What I don't like (and I'm hoping there's a workaround for?) is the way galleries are only attached to single posts/pages (correct?)—I'd like to be able to manage galleries separately, and then add them to one or more posts/pages.
The way that WP-Juicebox currently works is that each gallery is associated with a single page or post and, if the Media Library is used as a source of images, then the images attached to the page or post containing the gallery will be displayed.
Unfortunately, there is no easy solution to change the way that WP-Juicebox works.
However, rather than try to separate galleries from their pages or posts, it would be possible (with knowledge of PHP and WordPress functionality) to change the way that WP-Juicebox displays Media Library images.
One possible solution might be to tag images in the Media Library (with a third-party plugin which allows such functionality as WordPress does not natively support this) and modify WP-Juicebox so that each gallery displays only images with specified tags. However, this would require a lot of work (and it would work only with a specific tagging plugin of your choice as all tagging plugins use different terms for their tags).

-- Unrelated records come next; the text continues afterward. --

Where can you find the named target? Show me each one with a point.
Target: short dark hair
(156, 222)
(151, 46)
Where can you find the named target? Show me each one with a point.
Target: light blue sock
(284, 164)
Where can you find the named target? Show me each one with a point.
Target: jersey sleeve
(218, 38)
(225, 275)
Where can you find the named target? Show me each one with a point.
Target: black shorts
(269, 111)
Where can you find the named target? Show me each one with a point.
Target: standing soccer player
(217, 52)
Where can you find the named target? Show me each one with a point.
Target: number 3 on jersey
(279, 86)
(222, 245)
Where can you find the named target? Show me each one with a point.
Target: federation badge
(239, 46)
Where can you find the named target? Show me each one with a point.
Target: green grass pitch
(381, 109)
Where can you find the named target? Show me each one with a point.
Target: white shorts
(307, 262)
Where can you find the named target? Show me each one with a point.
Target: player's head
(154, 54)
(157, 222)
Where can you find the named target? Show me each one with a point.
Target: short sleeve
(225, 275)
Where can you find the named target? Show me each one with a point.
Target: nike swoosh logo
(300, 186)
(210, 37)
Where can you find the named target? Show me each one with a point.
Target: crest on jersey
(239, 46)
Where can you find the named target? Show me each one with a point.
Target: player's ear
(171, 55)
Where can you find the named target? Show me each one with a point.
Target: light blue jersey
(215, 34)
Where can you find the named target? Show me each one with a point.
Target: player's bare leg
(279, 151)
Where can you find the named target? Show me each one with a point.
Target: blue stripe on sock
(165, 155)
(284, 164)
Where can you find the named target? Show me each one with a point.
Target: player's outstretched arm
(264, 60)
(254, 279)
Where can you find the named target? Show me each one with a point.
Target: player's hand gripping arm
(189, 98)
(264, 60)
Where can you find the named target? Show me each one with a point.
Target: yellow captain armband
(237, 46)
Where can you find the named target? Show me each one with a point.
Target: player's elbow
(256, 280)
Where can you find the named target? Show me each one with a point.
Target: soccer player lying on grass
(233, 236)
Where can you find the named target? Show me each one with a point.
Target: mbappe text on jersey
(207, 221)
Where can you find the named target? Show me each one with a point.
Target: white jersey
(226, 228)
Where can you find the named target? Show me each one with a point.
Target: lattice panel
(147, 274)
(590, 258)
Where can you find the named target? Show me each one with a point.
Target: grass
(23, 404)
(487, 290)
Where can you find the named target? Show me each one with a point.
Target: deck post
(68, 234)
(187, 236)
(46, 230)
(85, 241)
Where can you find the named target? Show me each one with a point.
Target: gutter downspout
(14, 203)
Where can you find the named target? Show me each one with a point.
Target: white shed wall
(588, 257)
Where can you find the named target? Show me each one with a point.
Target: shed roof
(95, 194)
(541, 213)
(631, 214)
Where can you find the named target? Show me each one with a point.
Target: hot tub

Could Juicebox be tweaked in some way to pull from FooGallery galleries, like it does from NextGEN?
It would certainly be possible to extend WP-Juicebox to use a new source of images (such as FooGallery) but an in-depth knowledge of how FooGallery works would probably be required (at least knowledge of how and where FooGallery stores images or image data) and I am not familiar with this plugin.
if I had my authors use Juicebox Builder, could we upload the files directly to the CDN, and then point the embed code in Wordpress to them?
You could certainly manually embed Juicebox galleries (created by JuiceboxBuilder) in WordPress pages or posts using the baseUrl method of embedding documented here.
Essentially, once you have created a gallery with JuiceboxBuilder-Pro, you would upload the complete gallery folder (not just the contents) to your web server and paste the baseUrl embedding code into the body of your WordPress post (ensuring that the method of entry is 'Text' rather than 'Visual'). It does not matter where on your web server you upload your gallery folder to as long as the two paths in the embedding code (the path to the 'juicebox.js' file and the baseUrl itself, pointing towards the gallery folder) are correct.
(Our photos are coming out of Lightroom, anyway...)
As you are already using Lightroom, maybe you'd like to use the Lightroom plugin (which comes bundled within the Juicebox download zip package) to create your galleries (rather than JuiceboxBuilder). This might be better suited to your current workflow. More information about the Lightroom plugin can be found here.
I don't know if my notes above will actually help but I hope they might at least clarify a few things or point you in the right direction.